The HIPAA privacy rule has resulted in corrective actions being taken in more than 13,300 cases of alleged violations since the rule became effective in April 2003, says Susan McAndrew, deputy director for health information privacy in the Department of Health and Human Services' Office for Civil Rights.
Corrective action has often resulted in systemic changes being made at an offending organization, McAndrew told attendees at the federally sponsored Safeguarding Health Information conference in Washington. And OCR's insistence that organizations take corrective actions also has covered violations of the HIPAA security rule since the agency assumed enforcement duties in July 2009 from the Centers for Medicare and Medicaid Services. Under CMS, a large majority of security rule cases closed without corrective action-but now the large majority of closed cases include corrective action, McAndrew says.
OCR also enforces the breach notification rule and presently lists on a public Web site 272 major breaches of protected health information affecting 500 or more individuals that have occurred since September of 2009. The agency reviews all major breaches and has found two-thirds have resulted from theft or loss of data; 53 percent have involved portable devices such as flash drives, laptops and desktops; and 23 percent involve paper records.

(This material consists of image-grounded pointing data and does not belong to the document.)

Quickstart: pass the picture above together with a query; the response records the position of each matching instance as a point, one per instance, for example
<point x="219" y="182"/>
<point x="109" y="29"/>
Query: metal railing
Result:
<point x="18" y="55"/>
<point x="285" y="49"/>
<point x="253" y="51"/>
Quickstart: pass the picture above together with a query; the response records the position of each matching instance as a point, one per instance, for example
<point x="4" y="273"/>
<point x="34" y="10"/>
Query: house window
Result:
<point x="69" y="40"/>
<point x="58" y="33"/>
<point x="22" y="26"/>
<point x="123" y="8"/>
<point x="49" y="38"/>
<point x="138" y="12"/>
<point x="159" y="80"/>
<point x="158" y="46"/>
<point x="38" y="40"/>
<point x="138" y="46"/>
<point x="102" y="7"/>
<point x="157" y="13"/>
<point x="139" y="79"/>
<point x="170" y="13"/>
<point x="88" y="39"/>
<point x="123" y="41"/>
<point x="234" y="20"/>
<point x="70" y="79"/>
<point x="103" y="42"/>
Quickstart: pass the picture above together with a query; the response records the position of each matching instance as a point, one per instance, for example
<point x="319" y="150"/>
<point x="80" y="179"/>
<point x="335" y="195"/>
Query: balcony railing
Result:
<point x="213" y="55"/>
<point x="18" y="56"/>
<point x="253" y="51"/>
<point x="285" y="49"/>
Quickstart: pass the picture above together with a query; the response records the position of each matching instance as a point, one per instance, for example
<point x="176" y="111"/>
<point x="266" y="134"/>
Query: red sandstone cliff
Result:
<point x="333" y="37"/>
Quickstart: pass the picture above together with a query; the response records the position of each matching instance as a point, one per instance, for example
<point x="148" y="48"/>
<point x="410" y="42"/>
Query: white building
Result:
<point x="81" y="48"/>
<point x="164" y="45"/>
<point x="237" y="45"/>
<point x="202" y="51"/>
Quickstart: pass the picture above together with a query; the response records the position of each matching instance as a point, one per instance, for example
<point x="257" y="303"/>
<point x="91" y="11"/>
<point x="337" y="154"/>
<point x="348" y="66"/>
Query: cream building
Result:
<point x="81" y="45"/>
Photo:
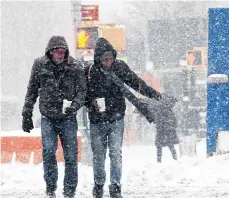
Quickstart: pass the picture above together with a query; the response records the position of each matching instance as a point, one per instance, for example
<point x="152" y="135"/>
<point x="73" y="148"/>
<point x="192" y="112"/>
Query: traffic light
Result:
<point x="87" y="37"/>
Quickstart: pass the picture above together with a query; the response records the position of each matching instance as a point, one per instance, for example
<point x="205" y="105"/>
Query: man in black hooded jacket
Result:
<point x="56" y="77"/>
<point x="106" y="104"/>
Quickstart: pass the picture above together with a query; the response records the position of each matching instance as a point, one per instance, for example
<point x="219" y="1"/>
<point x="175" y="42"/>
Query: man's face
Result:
<point x="107" y="59"/>
<point x="58" y="55"/>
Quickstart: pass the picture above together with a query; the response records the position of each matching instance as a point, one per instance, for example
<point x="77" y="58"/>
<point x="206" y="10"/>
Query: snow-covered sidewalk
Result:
<point x="142" y="176"/>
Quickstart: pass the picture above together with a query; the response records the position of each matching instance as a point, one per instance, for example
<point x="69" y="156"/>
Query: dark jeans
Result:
<point x="67" y="131"/>
<point x="172" y="150"/>
<point x="105" y="135"/>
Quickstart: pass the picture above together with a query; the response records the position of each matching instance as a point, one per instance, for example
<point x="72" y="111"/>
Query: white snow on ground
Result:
<point x="142" y="176"/>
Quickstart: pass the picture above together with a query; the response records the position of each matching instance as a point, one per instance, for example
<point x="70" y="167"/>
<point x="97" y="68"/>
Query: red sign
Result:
<point x="89" y="12"/>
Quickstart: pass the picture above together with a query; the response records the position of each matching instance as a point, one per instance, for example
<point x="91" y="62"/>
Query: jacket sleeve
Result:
<point x="81" y="88"/>
<point x="32" y="91"/>
<point x="135" y="82"/>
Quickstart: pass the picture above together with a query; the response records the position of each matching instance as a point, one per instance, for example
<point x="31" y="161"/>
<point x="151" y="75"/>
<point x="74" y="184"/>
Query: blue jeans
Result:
<point x="103" y="135"/>
<point x="67" y="131"/>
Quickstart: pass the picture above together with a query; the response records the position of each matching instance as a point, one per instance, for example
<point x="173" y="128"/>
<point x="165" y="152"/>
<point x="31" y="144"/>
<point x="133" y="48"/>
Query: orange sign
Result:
<point x="90" y="13"/>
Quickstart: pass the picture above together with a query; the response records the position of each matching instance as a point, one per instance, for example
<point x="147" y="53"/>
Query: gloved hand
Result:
<point x="69" y="110"/>
<point x="27" y="124"/>
<point x="158" y="96"/>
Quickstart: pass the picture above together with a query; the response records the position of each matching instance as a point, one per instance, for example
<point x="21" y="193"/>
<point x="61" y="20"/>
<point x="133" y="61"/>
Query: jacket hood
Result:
<point x="102" y="46"/>
<point x="57" y="42"/>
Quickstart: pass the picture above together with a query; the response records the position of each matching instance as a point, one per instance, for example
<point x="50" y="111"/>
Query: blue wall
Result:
<point x="218" y="63"/>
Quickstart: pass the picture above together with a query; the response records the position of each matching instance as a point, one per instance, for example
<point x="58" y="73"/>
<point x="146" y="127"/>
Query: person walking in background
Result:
<point x="59" y="80"/>
<point x="106" y="104"/>
<point x="166" y="125"/>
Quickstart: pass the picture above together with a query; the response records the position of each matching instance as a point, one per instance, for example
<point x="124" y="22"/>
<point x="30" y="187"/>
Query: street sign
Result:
<point x="89" y="13"/>
<point x="87" y="37"/>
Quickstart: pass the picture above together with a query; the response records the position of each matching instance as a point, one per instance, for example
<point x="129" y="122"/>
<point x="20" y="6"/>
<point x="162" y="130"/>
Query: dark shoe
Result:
<point x="67" y="196"/>
<point x="97" y="191"/>
<point x="115" y="191"/>
<point x="50" y="191"/>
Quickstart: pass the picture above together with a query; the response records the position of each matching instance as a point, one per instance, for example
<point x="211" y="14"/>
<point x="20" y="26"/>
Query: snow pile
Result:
<point x="142" y="176"/>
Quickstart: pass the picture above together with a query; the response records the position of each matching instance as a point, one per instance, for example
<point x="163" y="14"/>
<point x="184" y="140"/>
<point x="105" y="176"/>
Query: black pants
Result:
<point x="172" y="150"/>
<point x="67" y="131"/>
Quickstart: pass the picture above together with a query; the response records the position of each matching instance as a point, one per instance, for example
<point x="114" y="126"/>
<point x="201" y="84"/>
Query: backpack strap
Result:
<point x="89" y="73"/>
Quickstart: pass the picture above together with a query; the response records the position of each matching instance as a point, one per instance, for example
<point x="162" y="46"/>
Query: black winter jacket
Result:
<point x="53" y="83"/>
<point x="99" y="86"/>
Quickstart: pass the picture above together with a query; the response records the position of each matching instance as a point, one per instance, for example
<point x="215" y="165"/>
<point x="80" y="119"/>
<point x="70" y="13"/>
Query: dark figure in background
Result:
<point x="106" y="105"/>
<point x="56" y="77"/>
<point x="166" y="125"/>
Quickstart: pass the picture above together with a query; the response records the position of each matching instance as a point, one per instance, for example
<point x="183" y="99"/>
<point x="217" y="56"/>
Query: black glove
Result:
<point x="158" y="96"/>
<point x="69" y="111"/>
<point x="27" y="124"/>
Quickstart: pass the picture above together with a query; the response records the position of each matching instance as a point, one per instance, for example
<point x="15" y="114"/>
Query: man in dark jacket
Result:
<point x="107" y="106"/>
<point x="55" y="78"/>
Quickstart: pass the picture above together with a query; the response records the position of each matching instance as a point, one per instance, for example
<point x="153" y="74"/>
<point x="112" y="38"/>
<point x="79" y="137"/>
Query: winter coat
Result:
<point x="53" y="83"/>
<point x="166" y="123"/>
<point x="99" y="86"/>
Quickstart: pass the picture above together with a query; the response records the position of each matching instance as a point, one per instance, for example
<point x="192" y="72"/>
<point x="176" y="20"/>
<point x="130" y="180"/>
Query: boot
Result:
<point x="115" y="191"/>
<point x="50" y="192"/>
<point x="97" y="191"/>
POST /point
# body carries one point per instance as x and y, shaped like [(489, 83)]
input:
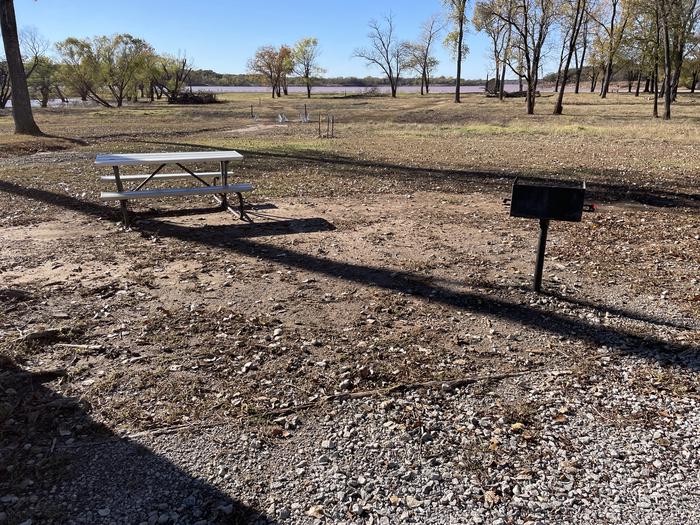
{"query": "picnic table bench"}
[(219, 191)]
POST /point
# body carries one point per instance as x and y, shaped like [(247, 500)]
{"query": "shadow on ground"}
[(524, 314), (596, 190), (59, 466)]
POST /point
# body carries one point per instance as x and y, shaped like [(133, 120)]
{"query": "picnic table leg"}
[(122, 203), (224, 182)]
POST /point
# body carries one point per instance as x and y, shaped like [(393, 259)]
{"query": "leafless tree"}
[(573, 19), (612, 17), (21, 103), (457, 13), (33, 47), (385, 51), (420, 58), (531, 21)]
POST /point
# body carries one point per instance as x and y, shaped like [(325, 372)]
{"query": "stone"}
[(412, 502)]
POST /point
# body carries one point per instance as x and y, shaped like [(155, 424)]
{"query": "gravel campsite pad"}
[(368, 350)]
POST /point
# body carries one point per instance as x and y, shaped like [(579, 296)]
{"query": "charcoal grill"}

All breaches must be reported to OCR, although those affecting less than 500 individuals are not listed on the Web site.
The agency has received reports of 31,000 smaller breaches since September 2009. Core lessons learned, McAndrew says, include:
* Do not neglect physical safeguards for paper and X-ray films,
* Reduce risk through network or enterprise storage as alternatives to local devices, and
* Encrypt data at rest on any desktop.